La lluvia ha cesado y Pedrito baja hacia la pérgola con un piar frenético. De repente asoma la cabeza emplumada una hembra que se acaba de posar en lo alto de una rama. Allí está. Sin quitar ojo, sin que se le escape un detalle. El pergolero ahora se hace un poco el distraído y empieza a entonar unos silbidos que dejan la boca abierta a los becarios detrás de las pantallas. El profesor Wang sonríe, no es la primera vez que escucha la maravilla que viene a continuación, Pedrito imita el sonido de una especie de serpientes de cascabel, de las ramas agitadas por el viento e incluso el sonido de taladoras de árboles (aquí otra vez los humanos dando lo mejor). Después con un canto rítmico y suave atrae a la hembra que se decide a bajar y a inspeccionar la zona.

Pedrito se desplaza a su alrededor con un baile que ya me hubiera gustado a mi con dieciocho años. La hembra investiga los pétalos, las semillas, las nueces dispuestas simétricamente en el suelo. Y finalmente, cuando los pulmones de Pedrito deben estar a punto de estallar, se hace el silencio. La pájara atraviesa la pérgola y pica tímidamente una lombriz de la fruta que Pedrito había colgado estratégicamente. No parece tonta, es de agradecer que una maratón de sexo no te pille con el estómago vacío. Y aquí es cuando las cámaras se deberían haber fundido en negro para dejar cierta intimidad a la nueva parejita. Pero no. La ciencia no entiende de discreción. Los chavales aplauden, silban, detrás de las pantallas en el centro de control, el éxito es de Pedrito y un poco de todos ellos.

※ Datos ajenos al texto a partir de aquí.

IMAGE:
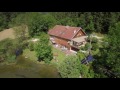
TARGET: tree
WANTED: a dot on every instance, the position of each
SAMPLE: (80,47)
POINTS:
(3,22)
(40,23)
(71,67)
(43,49)
(107,64)
(7,50)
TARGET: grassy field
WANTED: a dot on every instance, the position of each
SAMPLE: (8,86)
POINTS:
(60,56)
(30,54)
(8,33)
(26,68)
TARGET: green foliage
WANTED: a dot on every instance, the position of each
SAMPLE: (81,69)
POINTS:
(3,22)
(95,46)
(71,67)
(31,46)
(43,49)
(87,46)
(7,50)
(94,40)
(110,56)
(40,23)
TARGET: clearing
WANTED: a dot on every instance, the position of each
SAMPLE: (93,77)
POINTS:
(7,33)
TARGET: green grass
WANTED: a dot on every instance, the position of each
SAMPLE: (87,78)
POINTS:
(61,55)
(30,54)
(98,34)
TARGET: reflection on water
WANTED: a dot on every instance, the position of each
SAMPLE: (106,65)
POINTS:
(25,68)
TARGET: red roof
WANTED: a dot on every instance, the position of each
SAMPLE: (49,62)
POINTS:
(65,32)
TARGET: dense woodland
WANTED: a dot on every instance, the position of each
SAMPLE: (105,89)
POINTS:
(107,61)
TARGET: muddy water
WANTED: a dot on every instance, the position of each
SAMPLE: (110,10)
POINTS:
(25,68)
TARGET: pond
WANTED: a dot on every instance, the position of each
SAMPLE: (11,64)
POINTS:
(25,68)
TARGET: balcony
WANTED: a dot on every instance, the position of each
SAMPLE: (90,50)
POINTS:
(78,42)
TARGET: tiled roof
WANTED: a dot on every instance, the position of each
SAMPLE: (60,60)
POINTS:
(65,32)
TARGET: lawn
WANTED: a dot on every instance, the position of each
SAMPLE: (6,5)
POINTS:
(26,68)
(8,33)
(30,54)
(60,56)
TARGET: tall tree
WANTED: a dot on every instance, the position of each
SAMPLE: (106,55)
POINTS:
(43,49)
(107,64)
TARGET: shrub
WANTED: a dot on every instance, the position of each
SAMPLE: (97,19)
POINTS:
(87,46)
(31,46)
(94,40)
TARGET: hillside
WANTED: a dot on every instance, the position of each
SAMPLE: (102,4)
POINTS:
(7,33)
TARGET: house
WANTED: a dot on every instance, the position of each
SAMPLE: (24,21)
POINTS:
(68,37)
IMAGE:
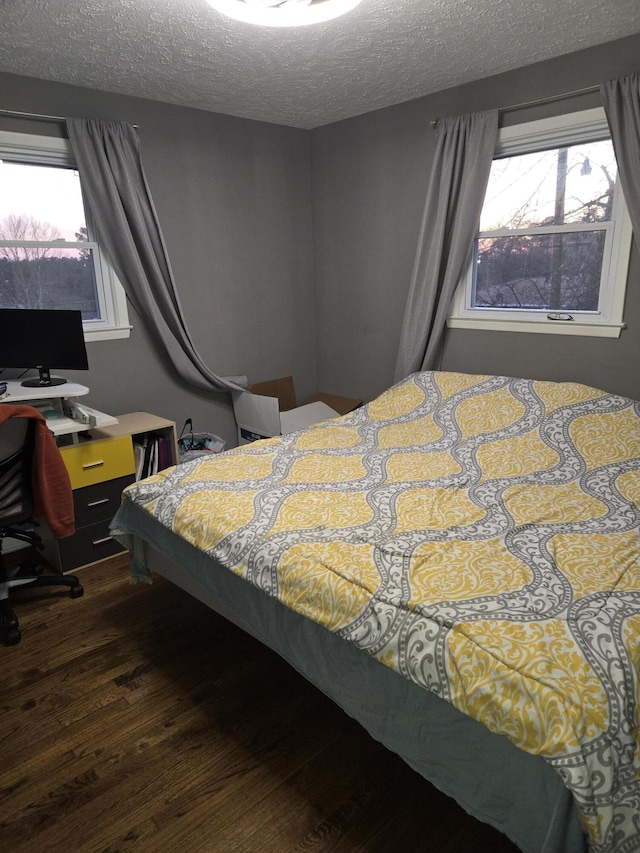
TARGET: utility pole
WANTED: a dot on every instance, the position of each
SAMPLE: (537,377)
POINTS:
(557,252)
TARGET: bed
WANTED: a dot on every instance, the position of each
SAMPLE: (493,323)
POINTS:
(456,564)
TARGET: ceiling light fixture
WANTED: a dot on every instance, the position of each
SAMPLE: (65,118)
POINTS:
(283,13)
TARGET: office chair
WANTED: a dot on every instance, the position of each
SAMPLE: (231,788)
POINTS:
(17,441)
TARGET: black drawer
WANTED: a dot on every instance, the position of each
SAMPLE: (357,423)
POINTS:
(88,544)
(100,501)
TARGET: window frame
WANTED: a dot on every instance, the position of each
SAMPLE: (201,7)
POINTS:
(569,129)
(57,152)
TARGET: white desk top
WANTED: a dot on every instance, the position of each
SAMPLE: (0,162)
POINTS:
(59,423)
(17,393)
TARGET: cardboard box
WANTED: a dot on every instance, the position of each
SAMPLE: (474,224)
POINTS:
(269,408)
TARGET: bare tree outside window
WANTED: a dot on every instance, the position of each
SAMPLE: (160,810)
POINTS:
(542,233)
(41,263)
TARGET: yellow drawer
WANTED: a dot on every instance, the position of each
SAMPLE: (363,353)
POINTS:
(98,461)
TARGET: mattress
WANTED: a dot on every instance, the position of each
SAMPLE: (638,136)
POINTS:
(478,537)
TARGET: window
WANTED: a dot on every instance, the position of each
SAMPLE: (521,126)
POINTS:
(49,254)
(552,249)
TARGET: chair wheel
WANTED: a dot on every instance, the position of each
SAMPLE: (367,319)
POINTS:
(12,637)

Martina y Jorge se abrazan, están emocionados, sudando, tienen material más que suficiente para terminar sus tesis. El abrazo se alarga en mitad del jolgorio y se miran a los ojos y ven lo de siempre, o quizás algo diferente, ahora mismo no lo saben.

Jorge se despide de la gente y emprende el rumbo a la cabaña. Martina se queda más atrás porque tiene que terminar de concretar datos con el profesor Wang. Mañana se van de Nueva Guinea. Jorge camina con rapidez, está nervioso. En su interior nota algo que conoce bien, algo que no puede acallar. Llega a la cabaña y comienza a hacer la maleta. Podría estar haciendo la maleta o cualquier otra cosa porque no puede pensar en nada. Al cabo de un rato llega Martina, abre la puerta de la cabaña y no ve a Jorge. Sale por la puerta trasera hacia la zona que da a la playa. Lo ve a lejos, sentado en la orilla, con una cerveza en la mano. Se acerca lentamente, porque Martina, no solo no es tonta sino que además es perfecta. Algo ha pasado en Jorge y, quizás, algo pasa en ella. Y se acerca despacio, observando, examinando, no hay pétalos en el suelo, no hay torres de insectos, ni lombrices colgando, pero Martina sigue caminando lentamente por la pérgola que ha sido su amistad todos estos años. Y entonces llega a donde está Jorge, que como ya lo conocemos, sabemos que es sincero de cojones. Y un torrente de agua, como en las inundaciones, comienza a brotar de su boca arrastrando piedras, coches y contenedores. Arrastrándolo todo.